Once the hospital board approves the standard,
employees will be taught about what the standard means and how they can
build greater self-awareness to regulate their behavior and improve
communication skills, Hambleton said.
“We work in a stressful, high-paced environment,
and sometimes we take shortcuts in communicating because we just want the
job done,” she said. “We need to take the time to communicate
effectively and think about how our behavior makes people feel.”
Another high-paced environment and Magnet facility is
St. Luke’s Episcopal Hospital in Houston, which Rosemary Luquire,
PhD, RN, CNAA, senior vice president and chief quality officer, likened to
a small city.
“With some 2,000 physicians on staff and 5,000
employees, there’s always going to be somebody behaving in a way they
shouldn’t behave,” said Luquire, a Texas Nurses Association
member. “Yet the relationships between physicians and nurses are
quite good. Respect is based on recognition of each other’s
professionalism and competency. Our employees are excellent and therefore
are well-respected by the medical staff.”

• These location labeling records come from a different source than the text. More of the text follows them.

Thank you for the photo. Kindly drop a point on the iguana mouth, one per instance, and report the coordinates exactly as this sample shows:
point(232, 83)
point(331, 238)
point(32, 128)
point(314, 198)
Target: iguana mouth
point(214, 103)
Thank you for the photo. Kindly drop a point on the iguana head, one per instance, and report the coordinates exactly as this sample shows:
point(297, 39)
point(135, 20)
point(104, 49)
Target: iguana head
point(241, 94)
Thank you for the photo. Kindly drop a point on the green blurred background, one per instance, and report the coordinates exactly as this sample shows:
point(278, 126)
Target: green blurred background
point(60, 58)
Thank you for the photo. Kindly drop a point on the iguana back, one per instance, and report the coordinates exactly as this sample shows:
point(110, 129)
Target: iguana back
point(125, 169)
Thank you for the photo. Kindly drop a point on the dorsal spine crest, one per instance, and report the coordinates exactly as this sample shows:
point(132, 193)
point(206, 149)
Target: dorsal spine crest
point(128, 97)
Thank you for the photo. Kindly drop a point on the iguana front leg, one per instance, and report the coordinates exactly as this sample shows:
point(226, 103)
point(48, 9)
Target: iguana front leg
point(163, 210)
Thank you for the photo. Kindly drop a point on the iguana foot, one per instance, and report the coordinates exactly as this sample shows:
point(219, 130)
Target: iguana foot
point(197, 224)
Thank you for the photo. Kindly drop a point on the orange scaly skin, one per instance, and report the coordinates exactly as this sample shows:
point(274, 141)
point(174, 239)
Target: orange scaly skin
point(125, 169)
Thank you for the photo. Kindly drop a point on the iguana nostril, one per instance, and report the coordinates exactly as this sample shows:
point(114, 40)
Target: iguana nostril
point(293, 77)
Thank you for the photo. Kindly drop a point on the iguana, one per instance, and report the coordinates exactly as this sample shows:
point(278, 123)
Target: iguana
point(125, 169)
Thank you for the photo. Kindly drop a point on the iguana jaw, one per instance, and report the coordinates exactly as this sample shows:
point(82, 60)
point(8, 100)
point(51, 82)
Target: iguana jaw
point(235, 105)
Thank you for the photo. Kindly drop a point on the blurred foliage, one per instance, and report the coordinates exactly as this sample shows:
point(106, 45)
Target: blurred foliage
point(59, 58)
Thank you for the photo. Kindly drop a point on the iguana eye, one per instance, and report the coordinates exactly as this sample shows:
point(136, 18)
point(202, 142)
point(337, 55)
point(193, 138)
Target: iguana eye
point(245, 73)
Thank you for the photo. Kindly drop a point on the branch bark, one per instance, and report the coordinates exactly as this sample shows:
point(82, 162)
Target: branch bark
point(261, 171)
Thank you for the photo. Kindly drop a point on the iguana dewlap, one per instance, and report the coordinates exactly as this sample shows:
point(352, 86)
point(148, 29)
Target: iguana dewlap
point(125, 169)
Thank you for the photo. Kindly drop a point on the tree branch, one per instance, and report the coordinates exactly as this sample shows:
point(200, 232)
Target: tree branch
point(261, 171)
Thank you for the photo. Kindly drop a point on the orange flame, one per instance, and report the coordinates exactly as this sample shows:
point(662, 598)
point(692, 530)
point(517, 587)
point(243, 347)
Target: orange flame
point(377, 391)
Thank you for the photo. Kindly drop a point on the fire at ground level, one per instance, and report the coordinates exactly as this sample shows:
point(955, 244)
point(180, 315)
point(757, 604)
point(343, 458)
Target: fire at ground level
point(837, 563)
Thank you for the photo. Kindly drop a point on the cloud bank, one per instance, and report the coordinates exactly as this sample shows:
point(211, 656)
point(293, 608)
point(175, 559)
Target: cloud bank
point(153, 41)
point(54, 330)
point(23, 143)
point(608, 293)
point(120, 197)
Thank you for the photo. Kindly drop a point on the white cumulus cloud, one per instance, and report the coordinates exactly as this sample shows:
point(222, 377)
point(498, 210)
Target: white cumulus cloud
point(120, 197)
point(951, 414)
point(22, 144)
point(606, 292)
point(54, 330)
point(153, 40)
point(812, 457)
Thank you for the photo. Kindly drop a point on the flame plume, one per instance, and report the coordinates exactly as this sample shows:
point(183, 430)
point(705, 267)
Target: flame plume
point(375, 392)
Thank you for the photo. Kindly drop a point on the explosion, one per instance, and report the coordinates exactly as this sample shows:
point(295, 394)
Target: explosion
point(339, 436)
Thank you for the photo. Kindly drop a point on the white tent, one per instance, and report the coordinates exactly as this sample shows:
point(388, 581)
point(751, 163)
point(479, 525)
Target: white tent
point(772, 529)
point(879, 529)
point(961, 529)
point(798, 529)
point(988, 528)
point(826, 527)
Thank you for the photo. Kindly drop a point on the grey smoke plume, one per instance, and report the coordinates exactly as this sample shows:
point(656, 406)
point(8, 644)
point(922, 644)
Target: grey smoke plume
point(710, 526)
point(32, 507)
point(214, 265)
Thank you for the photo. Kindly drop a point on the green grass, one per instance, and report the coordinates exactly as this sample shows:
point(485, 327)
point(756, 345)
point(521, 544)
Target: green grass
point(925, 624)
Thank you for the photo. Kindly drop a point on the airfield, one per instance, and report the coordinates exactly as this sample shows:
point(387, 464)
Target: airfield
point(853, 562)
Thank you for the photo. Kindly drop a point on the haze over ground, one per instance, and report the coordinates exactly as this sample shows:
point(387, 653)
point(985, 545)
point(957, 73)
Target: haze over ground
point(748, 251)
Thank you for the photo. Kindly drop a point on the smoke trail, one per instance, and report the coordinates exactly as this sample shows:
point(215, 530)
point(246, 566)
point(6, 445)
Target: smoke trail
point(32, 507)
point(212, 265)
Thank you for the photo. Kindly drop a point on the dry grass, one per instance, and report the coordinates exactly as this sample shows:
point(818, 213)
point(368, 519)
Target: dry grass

She credits those positive relationships to several
other factors, such as the facility’s long-standing commitment to
“collaborative practice teams.” These teams are composed of
physicians, nurses, and others who focus on meeting the needs of particular
patient populations.
Luquire also said St. Luke’s historically is very
patient focused and has strong standards of care and high expectations from
staff—all of which help build positive working relationships. St.
Luke’s maintains a strong continuing-education program to ensure
nurses’ competence, and also routinely offers programs that outline
professional behaviors and build communication skills, she said.
Susan Trossman is the senior reporter for the American Nurse at the ANA.